El impacto se ha sentido con fuerza en Chile, donde el mercado bursátil de Santiago retrocedió desde máximos históricos. Las empresas con operaciones en Argentina experimentaron presiones significativas, mientras que el sector minorista también sufrió debido a la importancia del turismo argentino en la región sudamericana durante el último año. A pesar de que el IPC de agosto se mantuvo estable (0,0% intermensual), se espera que el Banco Central chileno mantenga sin cambios los tipos de interés.
En México, la atención se ha centrado en el paquete presupuestario para 2026 y las expectativas de disciplina fiscal, con una trayectoria de déficit moderada y perspectivas de reducción de tipos de interés oficiales el próximo año. Estos factores podrían estabilizar la duración local si el Banxico avanza con cautela en su ciclo de flexibilización monetaria.
Por su parte, Colombia ha visto cómo el dólar ha caído por debajo del nivel psicológico de 4.000 COP, prolongando la tendencia de debilidad del dólar estadounidense. Los expertos consultados en España señalan que, salvo sorpresas en el IPC estadounidense, es probable que esta tendencia continúe a corto plazo.
En esta tesitura el oro ha alcanzado nuevos máximos históricos, beneficiándose de la caída del coste de oportunidad de mantener activos sin rendimiento y del debilitamiento del dólar. Los analistas españoles destacan que esta fortaleza podría mantenerse mientras las probabilidades de recorte de tipos sigan siendo elevadas y la demanda de los bancos centrales continúe siendo robusta, aunque existe vulnerabilidad táctica ante posibles sorpresas alcistas en la inflación.
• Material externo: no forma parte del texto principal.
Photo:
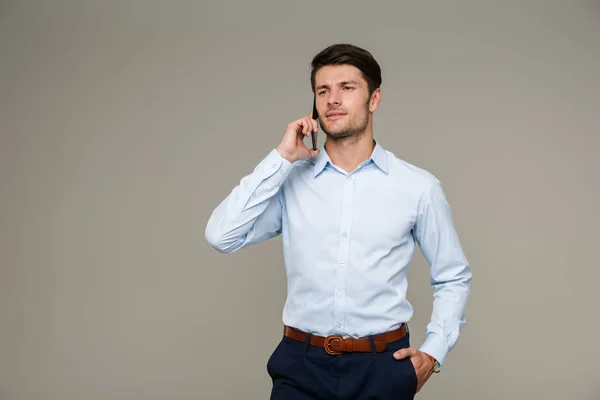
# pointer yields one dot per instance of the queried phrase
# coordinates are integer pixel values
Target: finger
(307, 126)
(406, 352)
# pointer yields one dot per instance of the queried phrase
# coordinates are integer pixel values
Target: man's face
(343, 101)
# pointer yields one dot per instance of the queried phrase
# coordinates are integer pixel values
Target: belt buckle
(328, 340)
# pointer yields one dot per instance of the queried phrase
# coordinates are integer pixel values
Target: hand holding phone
(292, 146)
(315, 116)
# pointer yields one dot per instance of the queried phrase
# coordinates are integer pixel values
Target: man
(350, 215)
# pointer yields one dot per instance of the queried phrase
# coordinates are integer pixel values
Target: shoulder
(418, 177)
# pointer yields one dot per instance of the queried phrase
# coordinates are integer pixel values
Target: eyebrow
(343, 83)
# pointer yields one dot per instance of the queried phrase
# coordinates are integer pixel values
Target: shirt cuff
(437, 348)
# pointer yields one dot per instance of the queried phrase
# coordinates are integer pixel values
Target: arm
(450, 272)
(251, 213)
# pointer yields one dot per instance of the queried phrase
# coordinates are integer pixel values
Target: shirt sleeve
(252, 212)
(450, 273)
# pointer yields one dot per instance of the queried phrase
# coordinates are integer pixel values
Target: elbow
(218, 240)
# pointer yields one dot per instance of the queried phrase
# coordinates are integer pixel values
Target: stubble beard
(353, 129)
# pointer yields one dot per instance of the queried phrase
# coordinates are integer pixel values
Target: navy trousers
(301, 372)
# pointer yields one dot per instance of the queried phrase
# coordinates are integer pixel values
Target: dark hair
(341, 53)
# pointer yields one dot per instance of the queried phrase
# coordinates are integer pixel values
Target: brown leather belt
(336, 344)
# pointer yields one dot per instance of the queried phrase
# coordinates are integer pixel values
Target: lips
(334, 114)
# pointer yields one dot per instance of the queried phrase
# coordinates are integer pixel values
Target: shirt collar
(378, 157)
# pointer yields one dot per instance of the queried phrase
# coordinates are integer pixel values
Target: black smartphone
(315, 117)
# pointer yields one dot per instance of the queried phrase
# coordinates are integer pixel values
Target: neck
(348, 153)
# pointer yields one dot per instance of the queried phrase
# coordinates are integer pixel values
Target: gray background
(123, 124)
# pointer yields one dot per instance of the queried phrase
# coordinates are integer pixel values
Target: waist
(337, 344)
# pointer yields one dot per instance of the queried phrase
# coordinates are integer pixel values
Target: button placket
(343, 254)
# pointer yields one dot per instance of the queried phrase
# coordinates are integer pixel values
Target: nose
(334, 99)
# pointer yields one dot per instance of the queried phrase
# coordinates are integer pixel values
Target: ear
(375, 99)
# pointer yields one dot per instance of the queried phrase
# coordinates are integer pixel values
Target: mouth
(334, 115)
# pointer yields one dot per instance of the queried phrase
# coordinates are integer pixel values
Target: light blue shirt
(348, 239)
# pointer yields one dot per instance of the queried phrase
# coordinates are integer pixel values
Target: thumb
(403, 353)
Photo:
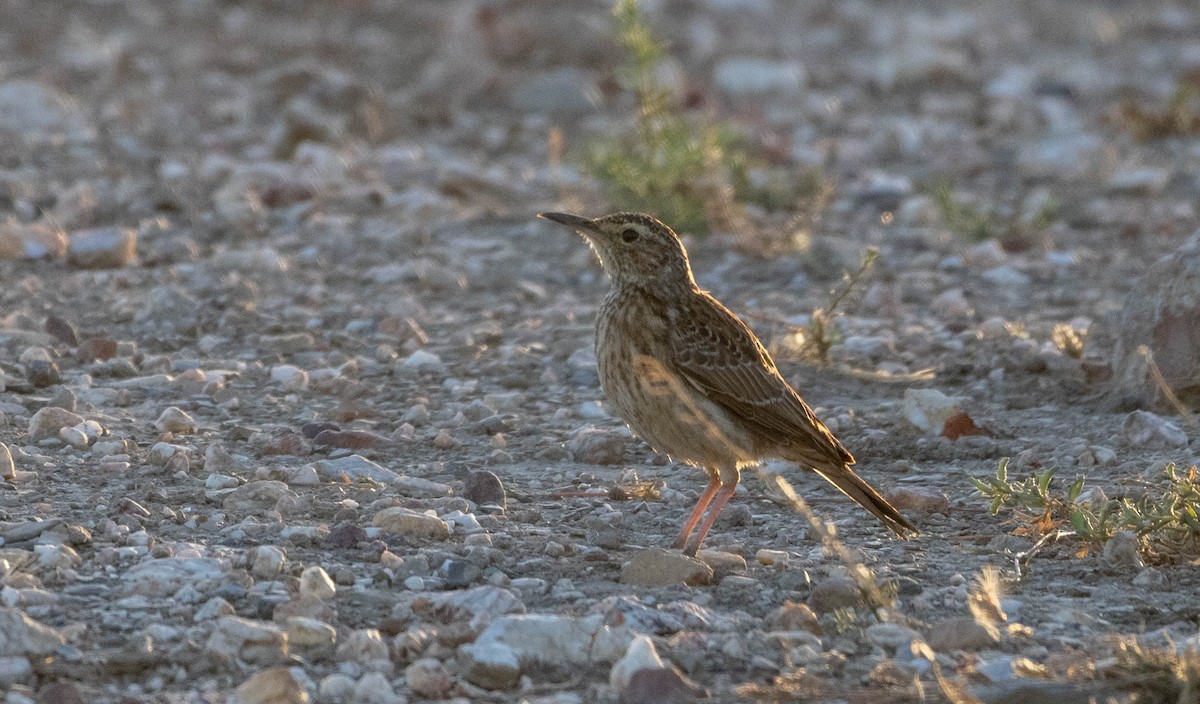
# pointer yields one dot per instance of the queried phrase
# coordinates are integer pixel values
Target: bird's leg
(729, 480)
(701, 504)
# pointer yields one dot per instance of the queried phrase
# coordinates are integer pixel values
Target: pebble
(268, 563)
(363, 645)
(1139, 181)
(31, 241)
(484, 488)
(420, 487)
(597, 446)
(353, 468)
(491, 666)
(661, 567)
(214, 608)
(834, 593)
(795, 617)
(640, 655)
(253, 642)
(558, 641)
(663, 684)
(316, 582)
(37, 112)
(429, 678)
(174, 420)
(919, 499)
(103, 247)
(563, 91)
(963, 633)
(160, 453)
(22, 636)
(927, 409)
(257, 497)
(400, 521)
(7, 467)
(289, 377)
(1007, 277)
(424, 361)
(49, 421)
(1151, 578)
(1150, 431)
(773, 558)
(336, 687)
(162, 577)
(1121, 553)
(741, 77)
(375, 689)
(951, 304)
(276, 685)
(310, 633)
(723, 563)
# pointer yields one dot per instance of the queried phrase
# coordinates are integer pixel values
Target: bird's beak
(573, 221)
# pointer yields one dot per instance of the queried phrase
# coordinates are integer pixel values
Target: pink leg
(701, 504)
(723, 498)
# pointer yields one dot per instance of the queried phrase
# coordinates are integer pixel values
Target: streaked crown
(634, 248)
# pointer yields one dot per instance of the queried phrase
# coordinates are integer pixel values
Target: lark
(693, 380)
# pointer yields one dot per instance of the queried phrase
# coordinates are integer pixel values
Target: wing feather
(725, 360)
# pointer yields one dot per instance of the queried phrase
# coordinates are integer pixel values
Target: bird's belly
(670, 414)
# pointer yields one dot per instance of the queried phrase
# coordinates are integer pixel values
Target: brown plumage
(694, 381)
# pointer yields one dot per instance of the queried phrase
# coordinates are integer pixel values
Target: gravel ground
(301, 402)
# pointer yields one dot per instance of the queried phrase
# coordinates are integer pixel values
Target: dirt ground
(333, 204)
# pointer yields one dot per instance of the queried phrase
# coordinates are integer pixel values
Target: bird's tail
(853, 486)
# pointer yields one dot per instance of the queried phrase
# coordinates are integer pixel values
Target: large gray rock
(1162, 313)
(37, 112)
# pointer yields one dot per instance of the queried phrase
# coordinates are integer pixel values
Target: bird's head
(634, 248)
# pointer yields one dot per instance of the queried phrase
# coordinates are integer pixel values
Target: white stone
(768, 557)
(165, 576)
(429, 678)
(268, 563)
(214, 608)
(317, 583)
(557, 639)
(175, 420)
(753, 76)
(400, 521)
(21, 635)
(640, 655)
(353, 468)
(7, 467)
(424, 361)
(305, 632)
(238, 638)
(375, 689)
(492, 666)
(1150, 431)
(336, 689)
(103, 247)
(289, 377)
(161, 452)
(927, 409)
(48, 421)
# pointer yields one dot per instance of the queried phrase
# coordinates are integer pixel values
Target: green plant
(1180, 118)
(822, 334)
(1165, 674)
(976, 224)
(1167, 518)
(684, 170)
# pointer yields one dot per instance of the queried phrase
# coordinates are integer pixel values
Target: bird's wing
(721, 357)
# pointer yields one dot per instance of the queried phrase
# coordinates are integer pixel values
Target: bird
(694, 381)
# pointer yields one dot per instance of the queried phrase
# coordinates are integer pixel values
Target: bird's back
(645, 386)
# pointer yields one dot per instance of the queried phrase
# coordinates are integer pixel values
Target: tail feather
(853, 486)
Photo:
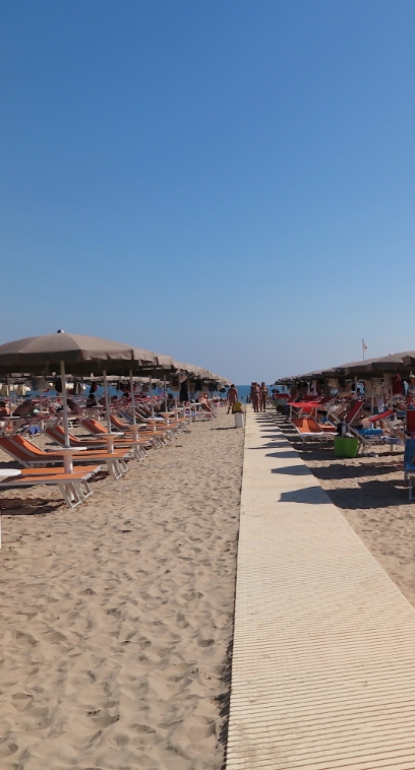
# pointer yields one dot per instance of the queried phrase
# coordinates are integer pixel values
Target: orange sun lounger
(74, 487)
(57, 434)
(29, 454)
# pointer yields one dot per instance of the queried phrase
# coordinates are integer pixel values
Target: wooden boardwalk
(323, 674)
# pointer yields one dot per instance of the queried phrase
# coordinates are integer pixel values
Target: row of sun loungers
(45, 467)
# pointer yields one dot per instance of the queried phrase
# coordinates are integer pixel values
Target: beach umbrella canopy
(394, 362)
(71, 353)
(80, 352)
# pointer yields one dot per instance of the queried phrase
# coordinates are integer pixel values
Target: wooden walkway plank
(323, 673)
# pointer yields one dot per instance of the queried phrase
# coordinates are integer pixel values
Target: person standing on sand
(254, 394)
(232, 397)
(263, 397)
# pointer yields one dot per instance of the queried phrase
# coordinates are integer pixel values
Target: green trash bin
(345, 446)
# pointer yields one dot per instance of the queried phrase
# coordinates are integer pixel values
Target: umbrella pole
(107, 401)
(132, 396)
(151, 399)
(65, 405)
(188, 396)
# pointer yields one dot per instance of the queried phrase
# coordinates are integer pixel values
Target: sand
(117, 617)
(371, 493)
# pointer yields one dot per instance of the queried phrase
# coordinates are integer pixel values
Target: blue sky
(230, 182)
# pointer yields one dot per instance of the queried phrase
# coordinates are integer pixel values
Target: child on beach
(232, 397)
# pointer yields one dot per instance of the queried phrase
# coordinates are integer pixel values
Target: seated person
(25, 409)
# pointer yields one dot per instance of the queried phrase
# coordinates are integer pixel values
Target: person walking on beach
(263, 397)
(254, 394)
(232, 397)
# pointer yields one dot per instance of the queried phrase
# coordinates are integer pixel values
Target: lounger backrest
(353, 411)
(117, 422)
(14, 450)
(409, 452)
(313, 425)
(410, 420)
(93, 426)
(55, 434)
(31, 449)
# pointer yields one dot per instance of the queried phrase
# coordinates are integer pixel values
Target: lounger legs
(74, 492)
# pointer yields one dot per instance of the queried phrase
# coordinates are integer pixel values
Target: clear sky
(230, 182)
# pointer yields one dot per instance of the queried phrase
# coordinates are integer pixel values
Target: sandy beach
(371, 493)
(117, 617)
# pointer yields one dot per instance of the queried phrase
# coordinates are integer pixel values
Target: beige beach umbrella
(75, 353)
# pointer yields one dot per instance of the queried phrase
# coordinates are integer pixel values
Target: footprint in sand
(21, 700)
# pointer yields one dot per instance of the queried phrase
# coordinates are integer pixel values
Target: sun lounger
(159, 436)
(74, 487)
(29, 454)
(57, 434)
(409, 463)
(308, 429)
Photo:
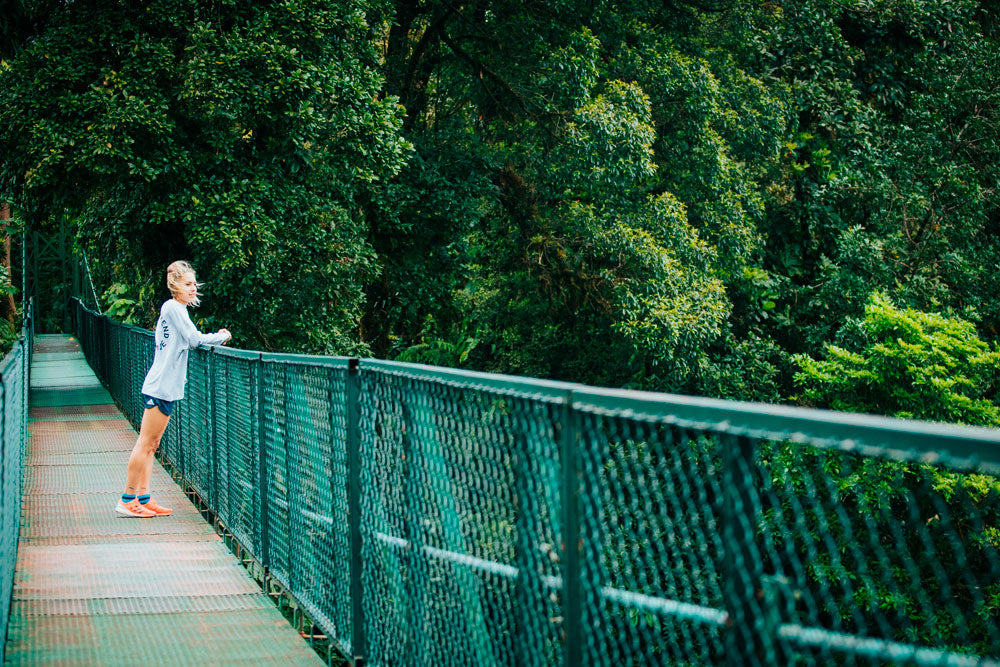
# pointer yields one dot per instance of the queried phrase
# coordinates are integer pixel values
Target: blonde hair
(175, 274)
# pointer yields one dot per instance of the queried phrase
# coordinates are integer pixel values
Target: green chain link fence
(435, 516)
(14, 373)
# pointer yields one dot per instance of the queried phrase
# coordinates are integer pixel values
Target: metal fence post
(212, 440)
(265, 538)
(569, 438)
(359, 647)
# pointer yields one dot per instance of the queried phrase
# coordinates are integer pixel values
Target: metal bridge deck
(92, 588)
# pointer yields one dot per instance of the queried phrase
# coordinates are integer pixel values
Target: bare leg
(140, 463)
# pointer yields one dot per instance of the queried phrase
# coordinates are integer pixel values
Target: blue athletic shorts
(166, 407)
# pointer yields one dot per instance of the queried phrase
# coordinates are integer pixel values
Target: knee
(150, 445)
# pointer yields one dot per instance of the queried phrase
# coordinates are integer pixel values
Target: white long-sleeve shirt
(175, 335)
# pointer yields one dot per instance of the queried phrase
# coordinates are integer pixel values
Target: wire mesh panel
(460, 510)
(317, 537)
(505, 521)
(724, 542)
(198, 427)
(14, 373)
(877, 559)
(236, 426)
(652, 543)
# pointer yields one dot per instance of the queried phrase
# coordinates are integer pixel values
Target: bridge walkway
(92, 588)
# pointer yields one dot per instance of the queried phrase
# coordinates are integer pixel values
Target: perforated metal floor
(93, 588)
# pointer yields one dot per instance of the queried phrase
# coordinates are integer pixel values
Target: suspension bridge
(395, 514)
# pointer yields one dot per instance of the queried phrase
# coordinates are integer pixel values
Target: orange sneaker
(158, 509)
(135, 509)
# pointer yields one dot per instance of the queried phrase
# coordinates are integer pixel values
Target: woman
(164, 384)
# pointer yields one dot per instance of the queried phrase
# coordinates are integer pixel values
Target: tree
(242, 136)
(905, 363)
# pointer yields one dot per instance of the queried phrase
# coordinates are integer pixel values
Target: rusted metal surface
(92, 588)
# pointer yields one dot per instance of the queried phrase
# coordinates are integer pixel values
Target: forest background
(780, 201)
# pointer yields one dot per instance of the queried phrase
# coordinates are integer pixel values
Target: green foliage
(240, 136)
(907, 363)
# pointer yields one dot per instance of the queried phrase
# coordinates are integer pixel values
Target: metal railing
(428, 515)
(15, 370)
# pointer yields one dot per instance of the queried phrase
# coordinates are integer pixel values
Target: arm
(189, 333)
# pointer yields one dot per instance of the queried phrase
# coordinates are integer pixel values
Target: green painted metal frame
(739, 425)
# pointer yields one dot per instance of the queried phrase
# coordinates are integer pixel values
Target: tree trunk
(9, 304)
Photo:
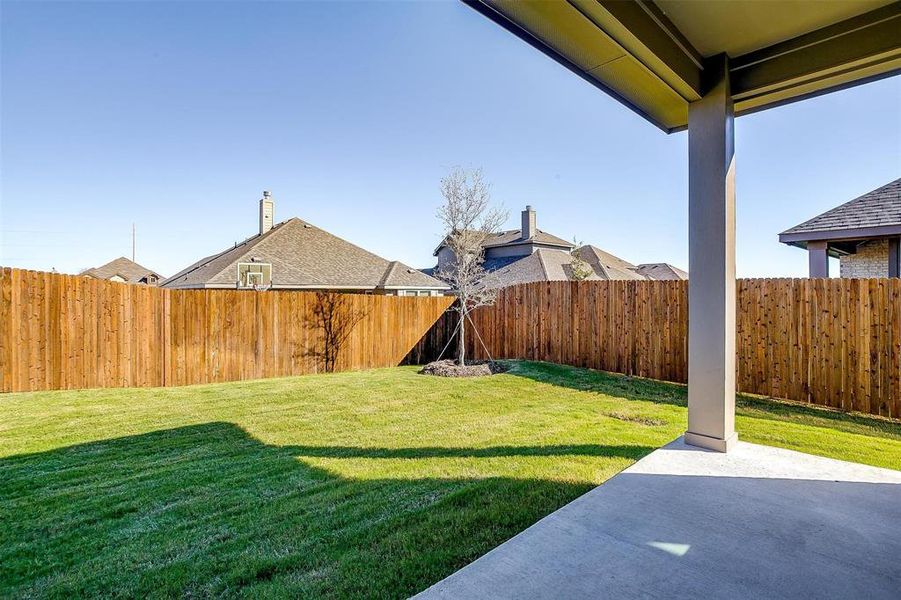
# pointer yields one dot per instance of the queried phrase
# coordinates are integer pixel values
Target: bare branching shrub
(468, 220)
(580, 269)
(334, 317)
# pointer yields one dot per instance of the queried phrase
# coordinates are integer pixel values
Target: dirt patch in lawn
(476, 368)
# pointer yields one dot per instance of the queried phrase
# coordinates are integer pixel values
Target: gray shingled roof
(556, 265)
(130, 271)
(881, 207)
(661, 272)
(303, 255)
(513, 237)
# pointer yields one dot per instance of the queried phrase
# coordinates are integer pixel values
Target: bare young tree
(469, 220)
(580, 268)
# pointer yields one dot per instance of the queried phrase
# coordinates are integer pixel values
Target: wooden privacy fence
(71, 332)
(833, 342)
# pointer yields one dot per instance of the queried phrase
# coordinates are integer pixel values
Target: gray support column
(894, 257)
(818, 259)
(711, 264)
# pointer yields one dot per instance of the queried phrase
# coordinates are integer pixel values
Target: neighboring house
(529, 254)
(295, 255)
(125, 271)
(864, 234)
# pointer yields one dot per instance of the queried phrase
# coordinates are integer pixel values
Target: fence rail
(832, 342)
(71, 332)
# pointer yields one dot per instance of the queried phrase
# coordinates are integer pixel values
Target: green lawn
(371, 484)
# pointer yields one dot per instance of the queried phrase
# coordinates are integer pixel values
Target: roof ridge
(843, 205)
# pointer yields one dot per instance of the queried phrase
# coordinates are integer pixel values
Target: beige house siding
(871, 260)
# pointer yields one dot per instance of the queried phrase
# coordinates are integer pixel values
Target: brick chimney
(267, 212)
(529, 223)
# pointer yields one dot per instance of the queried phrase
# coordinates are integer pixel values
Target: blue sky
(176, 116)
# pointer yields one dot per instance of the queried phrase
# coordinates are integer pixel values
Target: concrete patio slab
(758, 522)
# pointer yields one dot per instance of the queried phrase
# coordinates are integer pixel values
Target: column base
(711, 443)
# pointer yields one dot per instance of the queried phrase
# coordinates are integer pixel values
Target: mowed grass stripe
(370, 484)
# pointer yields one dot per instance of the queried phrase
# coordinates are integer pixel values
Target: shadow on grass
(663, 392)
(208, 510)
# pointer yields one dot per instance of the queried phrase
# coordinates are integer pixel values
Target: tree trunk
(461, 353)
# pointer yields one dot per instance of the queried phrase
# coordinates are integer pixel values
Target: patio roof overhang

En el mercado petrolífero, los precios se fortalecieron a pesar de la confirmación por parte de la OPEP+ del aumento de producción a partir de octubre de 2025. Sin embargo, las previsiones de la APPEC sugieren una tendencia a la baja para finales de año, ya que el mercado podría entrar en un exceso de oferta que presionaría los precios a la baja en los próximos meses. Los expertos de las principales entidades financieras en España señalan que los precios de las materias primas seguirán influenciados por las decisiones de política monetaria global.
En este sentido el mercado parece estar cotizando más las expectativas sobre un posible giro en la política de la Fed que los datos económicos concretos. Si los próximos informes de IPC y IPP de Estados Unidos confirman la tendencia desinflacionaria, el régimen actual caracterizado por un dólar más débil, rendimientos más bajos, fuerte demanda de oro y apetito constructivo por el riesgo podría mantenerse hasta la próxima decisión en materia de política monetaria. No obstante, si la inflación sorprende al alza o si las orientaciones de la Fed resultan más cautelosas de lo esperado, podríamos presenciar una estrategia de lo que los expertos financieros tildan de «comprar con el rumor y vender con la noticia», condiciones financieras más restrictivas a corto plazo y un fortalecimiento del dólar que ejercería presión sobre las divisas de mercados emergentes y valores cíclicos.